1. Das angefochtene Urteil wird im Ausspruch über die Anordnung eines Fahrverbotes aufgehoben. Die Nebenstrafe entfällt.

2. Die weitergehende Revision wird als unbegründet verworfen.

3. Der Angeklagte hat die Kosten seines Rechtsmittels zu tragen. Jedoch wird die Gebühr um ein Drittel ermäßigt. Die im Revisionsverfahren entstandenen gerichtlichen Auslagen und die dem Angeklagten insoweit erwachsenen notwendigen Auslagen werden zu einem Drittel der Staatskasse auferlegt; im Übrigen fallen sie dem Rechtsmittelführer zur Last.

Gründe:

I.

Das Amtsgericht Oberhausen hat den Angeklagten durch Urteil vom 5. August 2005 wegen Gefährdung des Straßenverkehrs (§ 315c Abs. 1 Nr. 2b,c StGB) zu einer Geldstrafe von 30 Tagessätzen zu je 40 € verurteilt, seine Fahrerlaubnis entzogen und seinen Führerschein eingezogen sowie eine Sperrfrist für die Wiedererteilung der Fahrerlaubnis von neun Monaten angeordnet. Auf die Berufung des Angeklagten hat die Strafkammer das Urteil des Amtsgerichts dahin geändert, dass der Angeklagte wegen Nötigung (§ 240 StGB) zu einer Geldstrafe von 30 Tagessätzen zu je 40 € verurteilt und ihm für die Dauer von einem Monat verboten worden ist, im Straßenverkehr Kraftfahrzeuge jeder Art zu führen.

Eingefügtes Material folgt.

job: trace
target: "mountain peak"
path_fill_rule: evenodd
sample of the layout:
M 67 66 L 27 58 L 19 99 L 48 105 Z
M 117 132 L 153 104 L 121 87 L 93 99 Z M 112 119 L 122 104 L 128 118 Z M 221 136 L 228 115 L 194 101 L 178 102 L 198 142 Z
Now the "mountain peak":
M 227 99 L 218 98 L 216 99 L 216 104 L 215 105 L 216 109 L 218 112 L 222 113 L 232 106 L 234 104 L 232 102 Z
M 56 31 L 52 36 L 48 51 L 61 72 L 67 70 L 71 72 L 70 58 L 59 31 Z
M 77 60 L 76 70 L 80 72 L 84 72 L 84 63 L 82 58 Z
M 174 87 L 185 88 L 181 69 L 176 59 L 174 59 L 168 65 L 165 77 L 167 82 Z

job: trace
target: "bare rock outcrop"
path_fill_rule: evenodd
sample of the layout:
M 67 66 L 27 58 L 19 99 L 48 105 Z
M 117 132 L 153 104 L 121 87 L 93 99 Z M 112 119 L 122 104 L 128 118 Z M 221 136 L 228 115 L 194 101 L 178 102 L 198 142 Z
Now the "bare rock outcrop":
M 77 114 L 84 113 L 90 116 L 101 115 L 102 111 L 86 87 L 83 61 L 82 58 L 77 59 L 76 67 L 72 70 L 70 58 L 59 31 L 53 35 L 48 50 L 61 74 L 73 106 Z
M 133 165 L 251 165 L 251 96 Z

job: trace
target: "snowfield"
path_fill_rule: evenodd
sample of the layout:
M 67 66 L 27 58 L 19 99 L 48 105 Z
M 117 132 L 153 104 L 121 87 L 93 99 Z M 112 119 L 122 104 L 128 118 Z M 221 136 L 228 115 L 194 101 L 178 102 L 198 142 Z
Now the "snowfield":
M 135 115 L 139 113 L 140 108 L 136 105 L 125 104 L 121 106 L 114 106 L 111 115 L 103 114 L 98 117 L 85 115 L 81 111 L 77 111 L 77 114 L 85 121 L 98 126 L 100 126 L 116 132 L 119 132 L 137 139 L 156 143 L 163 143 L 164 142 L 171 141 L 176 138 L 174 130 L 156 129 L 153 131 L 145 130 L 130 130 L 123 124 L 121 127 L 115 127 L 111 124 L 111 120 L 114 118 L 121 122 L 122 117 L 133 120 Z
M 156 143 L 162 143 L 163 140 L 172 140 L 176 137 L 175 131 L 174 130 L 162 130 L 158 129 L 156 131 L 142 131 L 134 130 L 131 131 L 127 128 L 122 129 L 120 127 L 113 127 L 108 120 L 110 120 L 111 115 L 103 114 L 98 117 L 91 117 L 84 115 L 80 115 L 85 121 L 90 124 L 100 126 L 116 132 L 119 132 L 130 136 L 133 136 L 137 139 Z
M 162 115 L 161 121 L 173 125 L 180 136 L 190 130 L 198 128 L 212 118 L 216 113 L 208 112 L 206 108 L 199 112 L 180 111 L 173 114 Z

Die gegen dieses Urteil gerichtete und auf die allgemeine Sachrüge gestützte Revision des Angeklagten hat nach Maßgabe des Beschlusstenors einen Teilerfolg.

II.

Soweit der Schuldspruch und die festgesetzte Geldstrafe betroffenen sind, hat die Nachprüfung des Urteils auf Grund der Revisionsrechtfertigung keinen Rechtsfehler zum Nachteil des Angeklagten ergeben hat (§ 349 Abs. 2 StPO).

Die Anordnung des Fahrverbotes hat hingegen keinen Bestand.

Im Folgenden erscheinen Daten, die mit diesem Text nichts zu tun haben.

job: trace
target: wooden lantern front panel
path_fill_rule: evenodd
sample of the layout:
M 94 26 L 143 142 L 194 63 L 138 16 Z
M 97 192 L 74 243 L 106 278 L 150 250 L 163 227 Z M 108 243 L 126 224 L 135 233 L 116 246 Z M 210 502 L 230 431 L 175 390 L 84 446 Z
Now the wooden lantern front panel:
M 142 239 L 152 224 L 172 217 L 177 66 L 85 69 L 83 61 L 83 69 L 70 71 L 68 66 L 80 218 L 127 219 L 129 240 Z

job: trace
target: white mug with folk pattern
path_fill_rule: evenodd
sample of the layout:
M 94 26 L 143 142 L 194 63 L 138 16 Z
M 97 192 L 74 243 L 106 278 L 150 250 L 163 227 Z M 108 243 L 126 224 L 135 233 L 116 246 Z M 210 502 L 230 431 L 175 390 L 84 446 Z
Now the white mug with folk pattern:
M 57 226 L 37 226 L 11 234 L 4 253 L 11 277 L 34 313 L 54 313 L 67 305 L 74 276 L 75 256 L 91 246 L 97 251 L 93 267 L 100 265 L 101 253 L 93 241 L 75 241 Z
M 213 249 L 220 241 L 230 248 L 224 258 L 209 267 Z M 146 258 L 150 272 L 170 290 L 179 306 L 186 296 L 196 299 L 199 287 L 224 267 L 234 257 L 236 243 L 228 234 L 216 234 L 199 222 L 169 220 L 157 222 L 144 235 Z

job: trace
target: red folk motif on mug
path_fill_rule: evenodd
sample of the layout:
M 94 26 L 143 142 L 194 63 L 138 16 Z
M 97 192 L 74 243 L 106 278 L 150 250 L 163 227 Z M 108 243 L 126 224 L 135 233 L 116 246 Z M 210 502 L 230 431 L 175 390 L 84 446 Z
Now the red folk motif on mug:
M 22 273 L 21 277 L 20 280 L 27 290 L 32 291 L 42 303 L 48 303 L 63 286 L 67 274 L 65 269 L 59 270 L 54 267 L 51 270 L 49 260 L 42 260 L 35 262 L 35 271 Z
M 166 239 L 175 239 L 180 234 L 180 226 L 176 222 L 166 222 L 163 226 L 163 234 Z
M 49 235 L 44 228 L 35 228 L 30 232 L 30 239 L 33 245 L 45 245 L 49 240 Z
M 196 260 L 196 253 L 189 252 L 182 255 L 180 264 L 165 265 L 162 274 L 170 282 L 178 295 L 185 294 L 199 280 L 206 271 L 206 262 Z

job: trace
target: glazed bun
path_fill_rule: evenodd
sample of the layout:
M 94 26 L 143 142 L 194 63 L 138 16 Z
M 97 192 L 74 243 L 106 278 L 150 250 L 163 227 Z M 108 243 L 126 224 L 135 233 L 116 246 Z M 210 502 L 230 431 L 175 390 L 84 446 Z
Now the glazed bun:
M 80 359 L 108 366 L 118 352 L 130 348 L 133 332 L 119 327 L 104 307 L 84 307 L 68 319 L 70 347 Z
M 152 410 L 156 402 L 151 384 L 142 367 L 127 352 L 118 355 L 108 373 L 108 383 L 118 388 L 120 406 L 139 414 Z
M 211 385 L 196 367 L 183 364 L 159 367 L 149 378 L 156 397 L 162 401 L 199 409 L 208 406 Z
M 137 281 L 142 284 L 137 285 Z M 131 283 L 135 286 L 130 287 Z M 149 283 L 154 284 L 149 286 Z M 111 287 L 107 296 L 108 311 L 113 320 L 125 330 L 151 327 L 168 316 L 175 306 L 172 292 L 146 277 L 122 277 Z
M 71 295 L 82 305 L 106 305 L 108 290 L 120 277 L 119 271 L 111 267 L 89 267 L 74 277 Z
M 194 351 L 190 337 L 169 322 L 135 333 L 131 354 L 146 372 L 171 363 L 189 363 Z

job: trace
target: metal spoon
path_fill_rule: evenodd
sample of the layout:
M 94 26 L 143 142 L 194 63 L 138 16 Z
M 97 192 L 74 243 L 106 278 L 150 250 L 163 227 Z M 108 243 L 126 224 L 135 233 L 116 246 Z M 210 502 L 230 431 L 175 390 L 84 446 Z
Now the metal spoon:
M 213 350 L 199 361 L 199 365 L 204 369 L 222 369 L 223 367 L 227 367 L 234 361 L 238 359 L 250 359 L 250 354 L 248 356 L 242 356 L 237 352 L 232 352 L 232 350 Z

1. Das Landgericht hat zur Begründung der Nebenstrafe ausgeführt, dass bei Berücksichtigung der Gesamtumstände "nach Überzeugung der Kammer eine Geldstrafe nicht ausreichend (war), um auf den Angeklagten einzuwirken". Die Dauer des Fahrverbots ist im Hinblick darauf, dass der Angeklagte seinen Führerschein zur Durchführung seiner beruflichen Tätigkeit benötigte, mit einem Monat bemessen worden. Diese Ausführungen sind nicht rechtsfehlerfrei.

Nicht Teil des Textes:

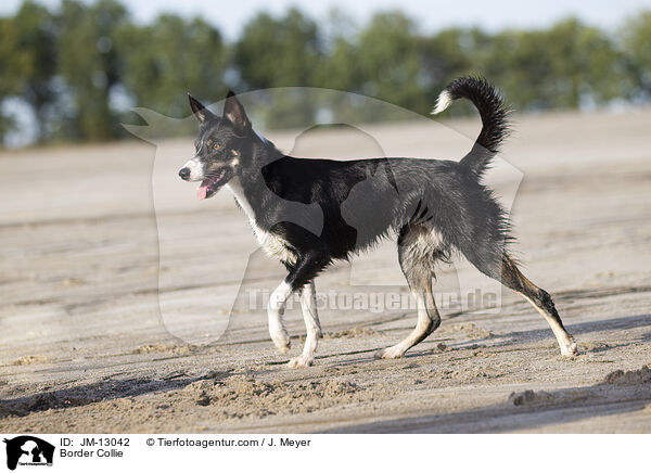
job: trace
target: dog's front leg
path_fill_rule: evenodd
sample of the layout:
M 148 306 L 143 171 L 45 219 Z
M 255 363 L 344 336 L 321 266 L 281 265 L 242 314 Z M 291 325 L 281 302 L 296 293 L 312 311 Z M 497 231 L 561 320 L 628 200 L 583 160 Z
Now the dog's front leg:
M 292 358 L 288 366 L 290 368 L 309 367 L 315 361 L 315 351 L 319 344 L 321 335 L 321 324 L 319 323 L 319 314 L 317 312 L 317 293 L 315 282 L 305 284 L 301 290 L 301 309 L 303 310 L 303 320 L 307 336 L 303 353 L 296 358 Z
M 269 297 L 269 306 L 267 307 L 267 315 L 269 317 L 269 335 L 273 341 L 273 345 L 281 354 L 288 353 L 290 349 L 290 334 L 284 328 L 282 316 L 284 315 L 285 303 L 292 295 L 292 286 L 283 281 L 277 289 L 271 293 Z

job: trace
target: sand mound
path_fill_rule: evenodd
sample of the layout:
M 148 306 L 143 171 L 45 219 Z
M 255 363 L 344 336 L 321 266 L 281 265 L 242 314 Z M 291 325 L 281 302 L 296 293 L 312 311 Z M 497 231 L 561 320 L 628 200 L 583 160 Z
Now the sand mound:
M 349 381 L 317 380 L 294 383 L 232 376 L 189 384 L 181 395 L 222 419 L 263 418 L 278 413 L 312 412 L 335 405 L 358 402 L 371 396 Z
M 651 368 L 644 365 L 639 370 L 624 371 L 617 370 L 609 373 L 602 384 L 642 384 L 651 383 Z

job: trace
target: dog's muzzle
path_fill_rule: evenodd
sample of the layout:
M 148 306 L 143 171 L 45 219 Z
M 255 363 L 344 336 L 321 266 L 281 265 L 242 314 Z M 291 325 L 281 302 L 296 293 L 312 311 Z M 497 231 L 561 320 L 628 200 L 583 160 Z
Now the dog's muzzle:
M 181 170 L 179 170 L 179 177 L 181 179 L 183 179 L 184 181 L 190 179 L 190 169 L 187 167 L 181 168 Z

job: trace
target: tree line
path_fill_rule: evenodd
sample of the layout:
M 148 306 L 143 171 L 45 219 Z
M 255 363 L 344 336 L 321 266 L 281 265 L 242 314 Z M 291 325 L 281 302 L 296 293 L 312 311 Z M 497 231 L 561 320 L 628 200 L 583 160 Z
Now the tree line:
M 200 17 L 163 14 L 143 25 L 115 0 L 63 0 L 58 9 L 28 0 L 0 18 L 0 140 L 16 127 L 10 102 L 29 111 L 37 142 L 99 141 L 126 135 L 131 106 L 187 116 L 187 91 L 217 101 L 228 88 L 307 86 L 427 114 L 462 74 L 487 77 L 519 111 L 644 104 L 649 44 L 651 11 L 614 31 L 570 17 L 533 30 L 425 35 L 397 11 L 357 26 L 341 12 L 316 21 L 290 9 L 257 14 L 226 41 Z M 293 125 L 284 116 L 272 125 Z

a) Das Fahrverbot ist Nebenstrafe. Zwischen der Höhe der Hauptstrafe (hier: Geldstrafe) und Nebenstrafe besteht eine Wechselwirkung; beide zusammen dürfen die Tatschuld nicht überschreiten. Beiden Sanktionen wohnt ein überwiegend identischer Strafzweck inne, der mit unterschiedlichen Mitteln erreicht werden soll. Als Nebenstrafe soll das Fahrverbot zusammen mit der Hauptstrafe diesem Strafzweck dienen und kommt in aller Regel in Betracht, wenn der mit ihm angestrebte spezialpräventive Zweck mit der Hauptstrafe allein nicht verwirklicht werden kann und die Verhängung deshalb erforderlich ist. Die Erwägungen des Tatrichters müssen soweit eindeutig und klar erkennen lassen, dass er sich der Zweckrichtung und Wechselwirkung bewusst gewesen ist und der Zweck der an sich verwirkten Nebenstrafe nicht auch schon durch eine empfindliche Erhöhung der Hauptstrafe zu erreichen ist (OLG Düsseldorf, 3. Strafsenat, StV 1993, 310, 311 = NZV 1993, 76, 77 = VerkMitt 1993, Nr. 18 = OLGSt StGB § 44 Nr. 2 = VRS 84, 334, 337).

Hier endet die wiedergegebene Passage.